At the end of the film, Bruce has fought the Joker to a standstill. The two ferries refused to blow themselves up. However, the Joker has “an ace in the hole.” He has corrupted Harvey Dent. Bruce will have to cover up Harvey’s crimes to preserve the legend of Gotham’s so-called “White Knight.” Of this stalemate between the Joker and Batman, the Joker laughs, “This is what happens when an unstoppable force meets an immovable object.”
Still, there is a sense in which The Dark Knight bends towards the Joker. In his final scene, as the Joker hangs upside down, the camera begins to rotate. It’s a classic Nolan shot, one employed in films like Inception, Interstellar, and Dunkirk. The camera is spinning to face the Joker on his own terms. The world is upside down, but the Joker looks into the camera head on. Notably, it emulates an earlier shot from the Joker’s own video of newscaster Mike Engel (Anthony Michael Hall).
“Madness, as you know, is like gravity,” the Joker tells Batman. The film literalizes this, the camera moving as if caught in the villain’s orbit and pull. It’s also an interesting turn of phrase, as Nolan’s films repeatedly return to the idea of gravity as a universal constant. A much more humanist film, Interstellar argues that love is a universal force equivalent to gravity. Indeed, Abigail Brand (Anne Hathaway) explains that “the only thing that can move across dimensions, like time, is gravity.”

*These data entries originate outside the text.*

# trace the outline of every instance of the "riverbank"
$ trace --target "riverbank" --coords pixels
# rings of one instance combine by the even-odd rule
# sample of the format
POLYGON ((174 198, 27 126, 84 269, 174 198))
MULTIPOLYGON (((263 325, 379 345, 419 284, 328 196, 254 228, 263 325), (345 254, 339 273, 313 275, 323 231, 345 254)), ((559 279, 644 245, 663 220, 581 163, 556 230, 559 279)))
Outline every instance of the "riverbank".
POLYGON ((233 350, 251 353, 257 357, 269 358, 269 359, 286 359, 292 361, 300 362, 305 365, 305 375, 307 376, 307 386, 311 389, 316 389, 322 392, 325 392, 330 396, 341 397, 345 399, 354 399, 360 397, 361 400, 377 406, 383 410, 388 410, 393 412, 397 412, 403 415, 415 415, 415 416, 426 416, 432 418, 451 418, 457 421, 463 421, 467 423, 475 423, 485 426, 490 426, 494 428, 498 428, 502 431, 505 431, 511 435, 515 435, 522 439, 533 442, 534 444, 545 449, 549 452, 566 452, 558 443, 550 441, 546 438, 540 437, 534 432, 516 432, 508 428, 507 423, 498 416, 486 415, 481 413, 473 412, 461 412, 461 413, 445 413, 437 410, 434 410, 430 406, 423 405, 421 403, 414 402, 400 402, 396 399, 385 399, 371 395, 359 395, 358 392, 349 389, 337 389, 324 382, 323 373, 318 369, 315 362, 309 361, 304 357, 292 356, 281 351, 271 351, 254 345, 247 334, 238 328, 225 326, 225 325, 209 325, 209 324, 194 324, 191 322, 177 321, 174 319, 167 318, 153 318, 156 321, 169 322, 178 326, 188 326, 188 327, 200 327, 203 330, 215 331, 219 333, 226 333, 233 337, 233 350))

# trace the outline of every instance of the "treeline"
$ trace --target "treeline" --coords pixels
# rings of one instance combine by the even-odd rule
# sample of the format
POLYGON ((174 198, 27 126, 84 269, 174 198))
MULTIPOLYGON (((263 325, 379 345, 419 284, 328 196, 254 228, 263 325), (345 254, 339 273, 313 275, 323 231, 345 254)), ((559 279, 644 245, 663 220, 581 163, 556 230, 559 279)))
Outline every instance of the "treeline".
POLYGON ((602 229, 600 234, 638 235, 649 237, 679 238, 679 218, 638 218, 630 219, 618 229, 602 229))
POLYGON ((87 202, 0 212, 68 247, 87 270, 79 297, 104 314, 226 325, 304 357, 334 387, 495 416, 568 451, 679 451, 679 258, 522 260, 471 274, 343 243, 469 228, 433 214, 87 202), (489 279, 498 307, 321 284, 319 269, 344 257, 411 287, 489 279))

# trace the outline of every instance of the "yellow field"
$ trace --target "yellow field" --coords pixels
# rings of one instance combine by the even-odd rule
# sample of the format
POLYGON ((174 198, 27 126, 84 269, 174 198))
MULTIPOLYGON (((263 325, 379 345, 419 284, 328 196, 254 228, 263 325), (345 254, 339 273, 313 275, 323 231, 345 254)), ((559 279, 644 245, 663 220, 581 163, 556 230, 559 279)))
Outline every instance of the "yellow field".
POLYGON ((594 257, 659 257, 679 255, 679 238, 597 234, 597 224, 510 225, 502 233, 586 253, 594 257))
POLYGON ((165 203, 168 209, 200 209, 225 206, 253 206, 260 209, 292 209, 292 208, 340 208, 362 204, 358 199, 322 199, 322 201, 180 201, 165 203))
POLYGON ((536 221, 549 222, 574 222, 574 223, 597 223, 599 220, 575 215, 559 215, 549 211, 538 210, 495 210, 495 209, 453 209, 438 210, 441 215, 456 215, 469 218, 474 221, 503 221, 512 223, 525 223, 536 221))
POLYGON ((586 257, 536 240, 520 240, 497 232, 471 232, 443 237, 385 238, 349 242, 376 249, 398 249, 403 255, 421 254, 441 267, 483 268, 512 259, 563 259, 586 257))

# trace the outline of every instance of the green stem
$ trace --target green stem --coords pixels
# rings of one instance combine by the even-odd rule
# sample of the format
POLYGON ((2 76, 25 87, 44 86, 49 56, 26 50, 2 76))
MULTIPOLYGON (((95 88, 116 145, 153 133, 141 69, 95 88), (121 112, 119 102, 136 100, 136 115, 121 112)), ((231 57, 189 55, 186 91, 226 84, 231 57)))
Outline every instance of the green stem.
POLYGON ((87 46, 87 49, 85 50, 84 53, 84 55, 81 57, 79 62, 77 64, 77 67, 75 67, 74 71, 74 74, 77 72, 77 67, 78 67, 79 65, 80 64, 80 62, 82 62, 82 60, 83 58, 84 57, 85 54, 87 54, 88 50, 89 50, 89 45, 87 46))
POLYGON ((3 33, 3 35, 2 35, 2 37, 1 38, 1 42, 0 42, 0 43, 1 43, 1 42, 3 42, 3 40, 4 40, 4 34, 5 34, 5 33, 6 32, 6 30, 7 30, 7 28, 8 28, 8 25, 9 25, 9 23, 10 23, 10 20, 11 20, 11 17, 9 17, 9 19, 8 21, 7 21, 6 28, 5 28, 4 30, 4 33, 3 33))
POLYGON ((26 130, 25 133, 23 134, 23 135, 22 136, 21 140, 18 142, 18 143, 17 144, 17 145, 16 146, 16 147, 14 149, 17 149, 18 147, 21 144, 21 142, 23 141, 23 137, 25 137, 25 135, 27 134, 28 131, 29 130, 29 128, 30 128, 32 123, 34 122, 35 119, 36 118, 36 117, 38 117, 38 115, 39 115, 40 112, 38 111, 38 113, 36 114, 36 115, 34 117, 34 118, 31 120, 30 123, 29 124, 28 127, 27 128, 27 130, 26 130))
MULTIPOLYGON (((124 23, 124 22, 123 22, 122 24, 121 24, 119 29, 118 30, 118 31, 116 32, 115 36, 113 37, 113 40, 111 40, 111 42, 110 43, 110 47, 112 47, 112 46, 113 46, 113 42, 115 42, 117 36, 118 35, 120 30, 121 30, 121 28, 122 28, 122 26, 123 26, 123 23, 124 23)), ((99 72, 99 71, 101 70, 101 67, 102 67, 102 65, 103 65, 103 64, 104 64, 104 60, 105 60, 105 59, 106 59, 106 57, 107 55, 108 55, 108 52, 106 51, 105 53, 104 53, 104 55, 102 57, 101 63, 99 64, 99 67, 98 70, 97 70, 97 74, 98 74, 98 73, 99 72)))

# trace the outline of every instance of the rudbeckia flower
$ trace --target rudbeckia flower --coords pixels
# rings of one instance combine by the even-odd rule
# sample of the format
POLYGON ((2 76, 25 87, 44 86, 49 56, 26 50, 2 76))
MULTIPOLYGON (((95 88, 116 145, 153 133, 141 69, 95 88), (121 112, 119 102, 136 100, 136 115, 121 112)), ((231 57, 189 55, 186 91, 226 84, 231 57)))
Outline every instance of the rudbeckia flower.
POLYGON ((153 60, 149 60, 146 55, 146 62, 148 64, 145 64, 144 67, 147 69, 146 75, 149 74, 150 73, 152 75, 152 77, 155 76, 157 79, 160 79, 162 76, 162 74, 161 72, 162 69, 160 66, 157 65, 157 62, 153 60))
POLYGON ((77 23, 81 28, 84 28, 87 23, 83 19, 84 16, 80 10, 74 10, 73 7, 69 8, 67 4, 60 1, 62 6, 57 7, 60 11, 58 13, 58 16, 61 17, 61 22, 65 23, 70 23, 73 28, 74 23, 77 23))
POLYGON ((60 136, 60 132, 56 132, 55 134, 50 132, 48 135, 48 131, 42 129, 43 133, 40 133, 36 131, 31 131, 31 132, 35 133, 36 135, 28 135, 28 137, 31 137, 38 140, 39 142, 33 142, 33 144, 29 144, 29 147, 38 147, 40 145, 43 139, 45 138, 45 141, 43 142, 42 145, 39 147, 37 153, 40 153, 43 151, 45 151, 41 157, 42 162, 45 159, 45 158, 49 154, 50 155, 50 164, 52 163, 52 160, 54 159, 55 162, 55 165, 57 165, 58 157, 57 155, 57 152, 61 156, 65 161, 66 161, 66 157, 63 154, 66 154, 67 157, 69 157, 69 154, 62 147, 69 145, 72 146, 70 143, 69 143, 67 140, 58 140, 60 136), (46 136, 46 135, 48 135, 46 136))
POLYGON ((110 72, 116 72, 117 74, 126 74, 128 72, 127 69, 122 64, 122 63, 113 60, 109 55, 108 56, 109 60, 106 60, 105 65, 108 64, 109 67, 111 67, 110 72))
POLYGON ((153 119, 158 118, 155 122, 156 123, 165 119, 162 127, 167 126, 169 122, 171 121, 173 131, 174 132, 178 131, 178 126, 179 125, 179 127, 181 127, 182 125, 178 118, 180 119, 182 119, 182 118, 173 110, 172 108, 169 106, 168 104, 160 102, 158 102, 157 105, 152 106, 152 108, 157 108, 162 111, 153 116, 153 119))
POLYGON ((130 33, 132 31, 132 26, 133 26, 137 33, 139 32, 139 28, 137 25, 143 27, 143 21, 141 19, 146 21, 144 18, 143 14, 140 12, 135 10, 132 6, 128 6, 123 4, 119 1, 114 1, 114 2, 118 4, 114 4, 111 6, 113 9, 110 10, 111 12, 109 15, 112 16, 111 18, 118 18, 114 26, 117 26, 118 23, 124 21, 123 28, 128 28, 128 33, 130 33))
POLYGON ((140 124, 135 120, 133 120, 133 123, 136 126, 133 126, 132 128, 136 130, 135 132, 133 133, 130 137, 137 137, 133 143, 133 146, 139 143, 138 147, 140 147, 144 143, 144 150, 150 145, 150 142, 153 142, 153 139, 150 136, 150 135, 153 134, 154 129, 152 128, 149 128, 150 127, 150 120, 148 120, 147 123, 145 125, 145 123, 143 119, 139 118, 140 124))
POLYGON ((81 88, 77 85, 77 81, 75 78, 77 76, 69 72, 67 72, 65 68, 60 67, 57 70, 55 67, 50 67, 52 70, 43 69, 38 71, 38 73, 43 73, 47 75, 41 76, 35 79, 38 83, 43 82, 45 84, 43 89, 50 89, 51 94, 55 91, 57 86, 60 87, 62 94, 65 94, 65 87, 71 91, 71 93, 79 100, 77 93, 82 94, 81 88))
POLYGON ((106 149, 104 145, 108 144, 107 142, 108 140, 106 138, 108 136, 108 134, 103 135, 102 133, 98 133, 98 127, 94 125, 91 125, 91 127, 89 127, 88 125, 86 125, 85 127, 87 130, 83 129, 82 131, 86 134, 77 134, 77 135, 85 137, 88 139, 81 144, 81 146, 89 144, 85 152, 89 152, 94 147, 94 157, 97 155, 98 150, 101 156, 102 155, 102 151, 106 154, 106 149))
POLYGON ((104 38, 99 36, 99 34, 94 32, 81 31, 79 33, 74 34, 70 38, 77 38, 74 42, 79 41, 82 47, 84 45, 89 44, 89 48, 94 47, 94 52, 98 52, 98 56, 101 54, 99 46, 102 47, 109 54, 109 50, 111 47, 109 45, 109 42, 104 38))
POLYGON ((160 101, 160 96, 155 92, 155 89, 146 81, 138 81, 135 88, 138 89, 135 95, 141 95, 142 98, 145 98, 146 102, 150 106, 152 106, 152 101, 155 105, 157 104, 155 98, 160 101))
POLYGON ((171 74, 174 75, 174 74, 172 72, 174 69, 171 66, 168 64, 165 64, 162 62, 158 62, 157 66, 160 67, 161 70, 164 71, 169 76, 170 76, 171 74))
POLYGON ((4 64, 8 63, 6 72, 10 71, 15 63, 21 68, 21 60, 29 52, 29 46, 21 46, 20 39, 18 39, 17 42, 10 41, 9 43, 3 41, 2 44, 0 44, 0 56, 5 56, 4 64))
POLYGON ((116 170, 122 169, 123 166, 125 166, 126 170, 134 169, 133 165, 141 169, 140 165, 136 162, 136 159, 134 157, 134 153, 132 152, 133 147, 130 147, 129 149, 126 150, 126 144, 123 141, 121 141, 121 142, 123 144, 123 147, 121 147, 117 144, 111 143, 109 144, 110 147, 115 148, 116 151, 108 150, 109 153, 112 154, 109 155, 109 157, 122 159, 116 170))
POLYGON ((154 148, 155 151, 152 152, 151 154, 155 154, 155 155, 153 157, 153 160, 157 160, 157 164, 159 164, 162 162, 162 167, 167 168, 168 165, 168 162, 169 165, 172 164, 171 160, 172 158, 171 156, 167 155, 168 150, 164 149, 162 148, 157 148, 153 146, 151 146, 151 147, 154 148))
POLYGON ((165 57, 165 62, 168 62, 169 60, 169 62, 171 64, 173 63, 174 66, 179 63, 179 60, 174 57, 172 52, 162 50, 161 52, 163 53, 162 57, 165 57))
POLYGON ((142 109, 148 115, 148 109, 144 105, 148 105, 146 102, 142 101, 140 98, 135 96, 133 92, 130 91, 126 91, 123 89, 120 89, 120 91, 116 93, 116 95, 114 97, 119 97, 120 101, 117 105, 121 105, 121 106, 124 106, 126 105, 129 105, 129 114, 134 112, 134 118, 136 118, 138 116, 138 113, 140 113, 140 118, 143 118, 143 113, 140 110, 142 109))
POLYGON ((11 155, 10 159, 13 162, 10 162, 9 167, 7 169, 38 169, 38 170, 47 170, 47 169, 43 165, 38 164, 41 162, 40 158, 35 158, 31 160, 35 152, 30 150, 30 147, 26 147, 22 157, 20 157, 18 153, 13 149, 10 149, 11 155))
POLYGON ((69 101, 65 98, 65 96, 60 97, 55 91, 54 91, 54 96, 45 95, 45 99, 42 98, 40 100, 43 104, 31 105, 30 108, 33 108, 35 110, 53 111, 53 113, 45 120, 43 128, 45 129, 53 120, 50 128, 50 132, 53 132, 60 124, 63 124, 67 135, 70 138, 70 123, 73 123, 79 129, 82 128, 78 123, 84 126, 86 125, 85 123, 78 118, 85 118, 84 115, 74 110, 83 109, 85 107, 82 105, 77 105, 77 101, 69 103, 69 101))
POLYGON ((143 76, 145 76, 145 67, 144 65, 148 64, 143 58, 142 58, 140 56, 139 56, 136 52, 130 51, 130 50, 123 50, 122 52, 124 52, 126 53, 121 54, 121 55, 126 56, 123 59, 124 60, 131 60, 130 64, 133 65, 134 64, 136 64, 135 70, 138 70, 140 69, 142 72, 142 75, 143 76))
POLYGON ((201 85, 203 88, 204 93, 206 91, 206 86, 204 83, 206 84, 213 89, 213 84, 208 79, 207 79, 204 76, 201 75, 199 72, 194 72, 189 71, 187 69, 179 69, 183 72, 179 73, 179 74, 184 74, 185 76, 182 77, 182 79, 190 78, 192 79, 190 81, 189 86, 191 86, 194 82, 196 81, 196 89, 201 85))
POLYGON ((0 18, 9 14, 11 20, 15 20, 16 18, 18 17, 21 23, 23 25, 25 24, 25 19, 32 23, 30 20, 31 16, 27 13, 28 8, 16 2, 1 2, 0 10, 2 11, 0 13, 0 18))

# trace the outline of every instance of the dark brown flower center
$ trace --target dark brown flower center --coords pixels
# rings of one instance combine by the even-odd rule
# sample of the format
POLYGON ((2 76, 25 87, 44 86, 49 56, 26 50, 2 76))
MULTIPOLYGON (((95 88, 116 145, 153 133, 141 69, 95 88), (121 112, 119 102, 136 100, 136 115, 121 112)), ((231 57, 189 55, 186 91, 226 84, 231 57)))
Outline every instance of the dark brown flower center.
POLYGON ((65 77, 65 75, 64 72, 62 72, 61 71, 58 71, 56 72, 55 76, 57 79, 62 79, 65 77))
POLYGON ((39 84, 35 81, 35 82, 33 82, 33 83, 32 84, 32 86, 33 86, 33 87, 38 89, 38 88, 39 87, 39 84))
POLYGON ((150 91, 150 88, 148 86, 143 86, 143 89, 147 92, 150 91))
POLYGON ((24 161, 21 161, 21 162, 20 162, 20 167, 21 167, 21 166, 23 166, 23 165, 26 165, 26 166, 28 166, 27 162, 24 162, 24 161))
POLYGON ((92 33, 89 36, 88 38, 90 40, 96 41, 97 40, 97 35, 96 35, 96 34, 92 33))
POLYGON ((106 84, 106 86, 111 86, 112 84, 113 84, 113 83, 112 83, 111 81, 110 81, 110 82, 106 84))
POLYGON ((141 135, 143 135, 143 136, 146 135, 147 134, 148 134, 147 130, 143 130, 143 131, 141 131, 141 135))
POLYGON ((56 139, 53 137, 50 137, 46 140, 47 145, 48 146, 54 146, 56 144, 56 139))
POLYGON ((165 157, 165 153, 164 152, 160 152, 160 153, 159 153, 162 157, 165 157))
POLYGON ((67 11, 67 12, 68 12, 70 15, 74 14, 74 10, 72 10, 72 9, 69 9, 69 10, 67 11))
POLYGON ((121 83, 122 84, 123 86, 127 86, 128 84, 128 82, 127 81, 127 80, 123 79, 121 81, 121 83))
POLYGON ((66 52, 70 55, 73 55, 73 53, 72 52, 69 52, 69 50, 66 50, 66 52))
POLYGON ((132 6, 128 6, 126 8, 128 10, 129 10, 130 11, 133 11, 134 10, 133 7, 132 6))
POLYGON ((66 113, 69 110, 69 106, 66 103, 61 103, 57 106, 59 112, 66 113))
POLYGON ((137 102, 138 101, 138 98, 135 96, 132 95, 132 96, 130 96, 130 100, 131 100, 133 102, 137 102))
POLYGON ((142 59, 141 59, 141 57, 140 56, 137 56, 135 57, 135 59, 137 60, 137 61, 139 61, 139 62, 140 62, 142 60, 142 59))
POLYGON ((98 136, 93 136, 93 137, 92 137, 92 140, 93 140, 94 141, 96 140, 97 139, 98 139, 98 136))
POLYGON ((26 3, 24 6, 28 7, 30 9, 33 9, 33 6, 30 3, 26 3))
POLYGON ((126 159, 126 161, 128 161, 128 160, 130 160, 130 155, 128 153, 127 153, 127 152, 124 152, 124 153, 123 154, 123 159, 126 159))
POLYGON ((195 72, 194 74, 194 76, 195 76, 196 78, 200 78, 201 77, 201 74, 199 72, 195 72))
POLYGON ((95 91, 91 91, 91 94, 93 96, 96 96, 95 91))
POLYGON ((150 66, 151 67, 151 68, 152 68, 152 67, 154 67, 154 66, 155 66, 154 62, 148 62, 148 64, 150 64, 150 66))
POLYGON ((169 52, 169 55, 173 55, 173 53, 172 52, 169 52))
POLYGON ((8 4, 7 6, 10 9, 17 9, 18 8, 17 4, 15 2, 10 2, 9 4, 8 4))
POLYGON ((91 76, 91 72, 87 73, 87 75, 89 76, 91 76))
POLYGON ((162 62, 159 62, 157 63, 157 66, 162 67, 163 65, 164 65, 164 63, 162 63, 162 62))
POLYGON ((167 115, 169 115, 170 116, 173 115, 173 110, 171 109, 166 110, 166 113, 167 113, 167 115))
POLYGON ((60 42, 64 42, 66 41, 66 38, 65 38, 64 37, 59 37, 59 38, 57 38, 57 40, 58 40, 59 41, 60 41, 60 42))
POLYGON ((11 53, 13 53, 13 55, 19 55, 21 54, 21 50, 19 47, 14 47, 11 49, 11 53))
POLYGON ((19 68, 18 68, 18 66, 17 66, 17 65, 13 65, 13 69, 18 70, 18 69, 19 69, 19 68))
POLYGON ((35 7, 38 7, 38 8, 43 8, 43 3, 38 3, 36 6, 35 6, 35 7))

In Interstellar, Brand creates an equivalence between gravity and love as forces that are strong enough to transcend “the dimensions of time and space.” Given how important time is to Nolan as a filmmaker, that is an impressive claim to make. In The Dark Knight, the Joker appears to make the same argument for his own madness. The way that the film seems to buckle under the character’s influence suggests that there is some truth in the statement.
Heath Ledger deserves all the credit that he has earned for his performance. However, one of the reasons that the Joker works as well as he does is because the linear structure of the film is designed to play off the character so aggressively. The Dark Knight must be structured unconventionally for a Christopher Nolan film, if only so that the Joker can hijack control of the narrative and truly “introduce a little anarchy” into the film’s otherwise tight construction.